È proprio questo bisogno di una «restrictio mentis» da parte del lettore a rovinare il racconto nel suo insieme e ad impedirgli di essere migliore: perché la sua trama abbia un senso occorre infatti mettersi al livello del protagonista e fingere di non capire come stiano le cose. Che già sarebbe fastidioso di suo ma qui è pure illogico – fuori personaggio – perché Wilmarth viene presentato subito come uomo di grande cultura (è persino un docente universitario) e quindi meglio di altri dovrebbe essere capace di mettere in correlazione gli indizi e leggere al si là dell’apparenza.
E così si sprecano le buone idee alle quali si è accennato sopra, prima tra tutte l’aggiunta dell’elemento fantascientifico alla consolidata formula che unisce realtà e orrore: per le informazioni fornite, i Mi-Go infatti sono una razza aliena ricca di fascino, che riesce ancora più curiosa perché la loro indifferenza nei confronti dell’uomo costituisce una novità all’interno del Mito, dove tutto invece ambisce al caos e alla distruzione.

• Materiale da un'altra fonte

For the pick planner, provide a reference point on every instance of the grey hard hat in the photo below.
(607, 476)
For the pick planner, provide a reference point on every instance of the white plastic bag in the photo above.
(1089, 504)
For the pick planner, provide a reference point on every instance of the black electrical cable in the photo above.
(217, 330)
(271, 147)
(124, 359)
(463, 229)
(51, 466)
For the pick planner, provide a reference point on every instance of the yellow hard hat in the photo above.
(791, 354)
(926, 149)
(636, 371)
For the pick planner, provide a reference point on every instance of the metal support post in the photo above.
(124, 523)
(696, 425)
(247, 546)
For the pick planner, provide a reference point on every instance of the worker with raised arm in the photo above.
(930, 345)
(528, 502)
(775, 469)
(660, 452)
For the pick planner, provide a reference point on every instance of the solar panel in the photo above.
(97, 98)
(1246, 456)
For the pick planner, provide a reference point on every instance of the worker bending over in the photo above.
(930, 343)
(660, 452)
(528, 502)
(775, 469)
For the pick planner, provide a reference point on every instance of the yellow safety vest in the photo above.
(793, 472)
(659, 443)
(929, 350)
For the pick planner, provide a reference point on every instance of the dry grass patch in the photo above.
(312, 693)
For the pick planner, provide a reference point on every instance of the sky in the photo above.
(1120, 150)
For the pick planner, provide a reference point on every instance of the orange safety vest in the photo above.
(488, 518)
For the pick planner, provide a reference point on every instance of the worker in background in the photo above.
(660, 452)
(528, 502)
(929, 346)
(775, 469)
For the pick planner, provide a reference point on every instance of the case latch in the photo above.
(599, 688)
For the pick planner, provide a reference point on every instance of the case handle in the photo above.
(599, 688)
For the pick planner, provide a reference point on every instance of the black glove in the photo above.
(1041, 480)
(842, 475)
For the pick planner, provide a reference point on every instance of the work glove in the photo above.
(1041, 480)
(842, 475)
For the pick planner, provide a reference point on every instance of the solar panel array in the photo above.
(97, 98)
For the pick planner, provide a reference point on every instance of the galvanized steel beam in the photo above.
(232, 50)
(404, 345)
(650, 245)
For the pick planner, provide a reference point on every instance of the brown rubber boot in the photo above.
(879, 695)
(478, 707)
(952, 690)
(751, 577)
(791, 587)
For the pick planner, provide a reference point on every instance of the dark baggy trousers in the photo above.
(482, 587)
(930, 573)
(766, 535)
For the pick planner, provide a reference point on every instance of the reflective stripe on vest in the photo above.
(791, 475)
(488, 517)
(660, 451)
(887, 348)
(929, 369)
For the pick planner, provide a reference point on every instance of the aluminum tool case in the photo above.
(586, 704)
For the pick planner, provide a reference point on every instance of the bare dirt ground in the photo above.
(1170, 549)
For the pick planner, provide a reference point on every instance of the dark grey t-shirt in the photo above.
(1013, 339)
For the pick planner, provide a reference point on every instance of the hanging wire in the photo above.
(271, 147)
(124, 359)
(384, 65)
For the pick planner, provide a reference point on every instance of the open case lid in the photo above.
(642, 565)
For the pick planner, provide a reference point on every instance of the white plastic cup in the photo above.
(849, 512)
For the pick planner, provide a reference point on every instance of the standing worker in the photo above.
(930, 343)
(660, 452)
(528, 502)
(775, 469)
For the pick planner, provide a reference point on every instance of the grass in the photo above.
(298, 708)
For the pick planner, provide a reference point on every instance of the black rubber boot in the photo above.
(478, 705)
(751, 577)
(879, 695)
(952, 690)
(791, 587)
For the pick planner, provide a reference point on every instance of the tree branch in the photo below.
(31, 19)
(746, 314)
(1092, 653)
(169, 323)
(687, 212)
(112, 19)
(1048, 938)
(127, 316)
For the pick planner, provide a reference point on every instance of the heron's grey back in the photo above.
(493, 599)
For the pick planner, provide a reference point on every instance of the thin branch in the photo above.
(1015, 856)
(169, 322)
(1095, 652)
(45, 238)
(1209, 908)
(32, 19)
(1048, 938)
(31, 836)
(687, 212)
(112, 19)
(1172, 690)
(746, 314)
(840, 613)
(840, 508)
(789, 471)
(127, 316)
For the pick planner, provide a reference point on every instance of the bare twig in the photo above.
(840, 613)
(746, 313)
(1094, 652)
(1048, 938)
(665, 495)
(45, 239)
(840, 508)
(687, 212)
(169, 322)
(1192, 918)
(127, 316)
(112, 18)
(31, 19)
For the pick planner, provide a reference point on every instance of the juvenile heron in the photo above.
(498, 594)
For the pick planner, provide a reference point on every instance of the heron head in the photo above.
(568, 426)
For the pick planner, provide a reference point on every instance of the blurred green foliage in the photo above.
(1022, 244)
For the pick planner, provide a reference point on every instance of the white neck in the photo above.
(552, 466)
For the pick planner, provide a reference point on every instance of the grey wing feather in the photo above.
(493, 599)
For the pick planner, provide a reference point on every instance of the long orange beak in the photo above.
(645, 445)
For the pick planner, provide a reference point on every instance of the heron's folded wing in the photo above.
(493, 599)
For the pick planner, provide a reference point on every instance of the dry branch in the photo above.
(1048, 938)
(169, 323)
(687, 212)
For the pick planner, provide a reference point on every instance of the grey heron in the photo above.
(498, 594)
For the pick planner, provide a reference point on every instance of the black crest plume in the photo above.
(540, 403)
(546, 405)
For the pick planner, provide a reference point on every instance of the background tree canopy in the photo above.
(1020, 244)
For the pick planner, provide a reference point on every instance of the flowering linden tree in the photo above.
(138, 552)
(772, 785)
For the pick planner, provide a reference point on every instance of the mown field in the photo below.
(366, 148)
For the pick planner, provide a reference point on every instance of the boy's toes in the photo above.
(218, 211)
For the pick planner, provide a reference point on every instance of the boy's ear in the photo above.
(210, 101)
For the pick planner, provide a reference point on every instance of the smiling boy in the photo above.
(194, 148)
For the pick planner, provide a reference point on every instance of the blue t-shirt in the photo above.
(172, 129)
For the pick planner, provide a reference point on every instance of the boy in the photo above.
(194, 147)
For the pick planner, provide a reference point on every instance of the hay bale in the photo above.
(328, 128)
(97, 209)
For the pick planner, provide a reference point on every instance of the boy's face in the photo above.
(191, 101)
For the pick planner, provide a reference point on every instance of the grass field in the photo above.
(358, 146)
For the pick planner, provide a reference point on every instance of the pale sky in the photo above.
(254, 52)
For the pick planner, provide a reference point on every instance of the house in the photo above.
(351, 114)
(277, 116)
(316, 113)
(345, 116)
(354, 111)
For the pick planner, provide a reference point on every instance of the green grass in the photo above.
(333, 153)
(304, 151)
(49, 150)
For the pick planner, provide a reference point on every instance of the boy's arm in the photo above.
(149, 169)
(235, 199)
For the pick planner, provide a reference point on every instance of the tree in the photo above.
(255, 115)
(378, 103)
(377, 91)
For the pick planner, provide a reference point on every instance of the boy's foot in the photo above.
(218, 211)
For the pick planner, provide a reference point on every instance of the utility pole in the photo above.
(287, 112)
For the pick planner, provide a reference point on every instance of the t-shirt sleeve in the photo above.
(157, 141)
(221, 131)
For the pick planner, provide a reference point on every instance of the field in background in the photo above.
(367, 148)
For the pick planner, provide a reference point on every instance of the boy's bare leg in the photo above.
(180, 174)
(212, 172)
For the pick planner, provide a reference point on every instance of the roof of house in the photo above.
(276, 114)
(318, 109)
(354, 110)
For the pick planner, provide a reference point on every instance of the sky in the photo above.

Anche l’idea del racconto epistolare – in buona parte – sarebbe una bella variante alla classica formula cronachistica dei racconti di Lovecraft: in sé non è altro che una variante dell’inclusione di un documento storico, solo che, raccontando un fatto recente e non sepolto nel tempo, permette di portare avanti la storia e di farne narrare gli sviluppi da una seconda voce. L’esperimento non è ancora perfettamente regolato ma già mostra il suo potenziale narrativo.
Nell’insieme quindi la storia ha alcuni elementi positivi ma questi sono schiacciati dai suoi problemi: l’inclusione dell’elemento fantascientifico infatti è riuscitissima – non è un caso se i Mi-Go sono tra i mostri che ricorrono più spesso nelle storie degli autori successivi, e pure nei giochi ispirati al Mito – ed è una novità gustosa per un genere che tende a divenire ripetitivo molto presto.
Ed è per questo che valuto così bene la storia, anche se i suoi meriti stilistici sarebbero ben minori.